Coming out of the pandemic, then getting hit by the Biden migrant crisis, Mayor Eric Adams only found passing efficiencies even as the left-dominated City Council pushed new spending programs and the Legislature dumped new unfunded mandates on the city such as the ridiculous “class-size” law.
And the new mayor only wants to add fresh spending — for all his demonization of Adams, he won’t point to a dime he’d cut of his predecessor’s programs (except, of course, from the NYPD).
Moody’s sounded the alarm Wednesday: The debt-rating giant changed the city’s credit outlook from “stable” to “negative” — a warning that the city’s headed toward a lower credit rating, and thus higher borrowing costs.
“The negative outlook reflects the emergence of sizable and persistent projected budget gaps that signal underlying structural imbalance and reduced financial flexibility,” Moody’s warned — a mess City Hall faces “despite New York City’s still favorable economic conditions.”
That is: The private sector’s doing fine, but the public sector shows not a hint of restraint. Just an outrageous appetite.
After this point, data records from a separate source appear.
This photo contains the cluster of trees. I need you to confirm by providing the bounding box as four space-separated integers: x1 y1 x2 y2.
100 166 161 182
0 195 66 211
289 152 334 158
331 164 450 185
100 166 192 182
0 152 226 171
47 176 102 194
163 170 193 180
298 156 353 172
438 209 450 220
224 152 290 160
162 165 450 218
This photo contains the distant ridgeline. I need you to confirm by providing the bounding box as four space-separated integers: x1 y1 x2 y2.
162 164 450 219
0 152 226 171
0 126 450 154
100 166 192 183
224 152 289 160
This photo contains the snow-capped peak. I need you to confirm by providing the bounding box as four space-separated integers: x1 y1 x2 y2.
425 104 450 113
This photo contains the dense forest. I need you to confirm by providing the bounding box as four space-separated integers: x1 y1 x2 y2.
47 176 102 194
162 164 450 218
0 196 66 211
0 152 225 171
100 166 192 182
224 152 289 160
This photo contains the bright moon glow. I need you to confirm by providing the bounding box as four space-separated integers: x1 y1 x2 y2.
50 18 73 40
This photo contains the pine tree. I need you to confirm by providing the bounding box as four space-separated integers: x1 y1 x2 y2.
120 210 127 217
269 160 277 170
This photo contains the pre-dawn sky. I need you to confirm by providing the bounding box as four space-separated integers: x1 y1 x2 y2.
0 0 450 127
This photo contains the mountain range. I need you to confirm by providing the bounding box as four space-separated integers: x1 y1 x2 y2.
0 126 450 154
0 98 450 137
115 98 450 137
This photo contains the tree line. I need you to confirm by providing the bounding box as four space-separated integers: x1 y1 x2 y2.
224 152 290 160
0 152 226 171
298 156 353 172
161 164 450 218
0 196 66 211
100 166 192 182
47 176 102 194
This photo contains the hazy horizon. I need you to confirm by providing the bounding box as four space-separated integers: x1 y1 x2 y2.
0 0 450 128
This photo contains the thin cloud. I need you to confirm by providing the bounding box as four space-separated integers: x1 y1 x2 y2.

We can’t tax our way out of trouble, but we sure can tax our way into trouble.
The private sector’s not guaranteed to keep growing: Steve Fulop, CEO of the Partnership for the City of New York, warns that the mayor’s tax-and-spend plans will push the “very, very fragile” local economy to the brink.
City Comptroller Mark Levine reports that the mayor’s plans risk major trouble if the economy slows or other revenues (from Albany or Washington) falter.
He points to one obvious cut: The council’s Adams-era insistence on burning $2.5 billion this year on housing vouchers that drive up market-rate costs for those who don’t get them; that program may balloon to $3.4 billion if not reversed.
Another obvious place to trim: Demand relief from the class-size mandate, which imposes up to $1.9 billion in needless costs (because class sizes are already small) in the next year and likely more than $10 billion in the longer run.
The Department of Education has plenty more fat: It’s now spending well over $40,000 per student.
New York spends billions on social services that no other US city provides: Start cutting with Homeless Services, which soared from $102 million in Fiscal Year 2019 to $456 million now — when the migrant crisis is done.
The entire state budget of Florida, population 24 million, is smaller than New York City’s for 8.5 million people: We. Have. Room. To. Cut.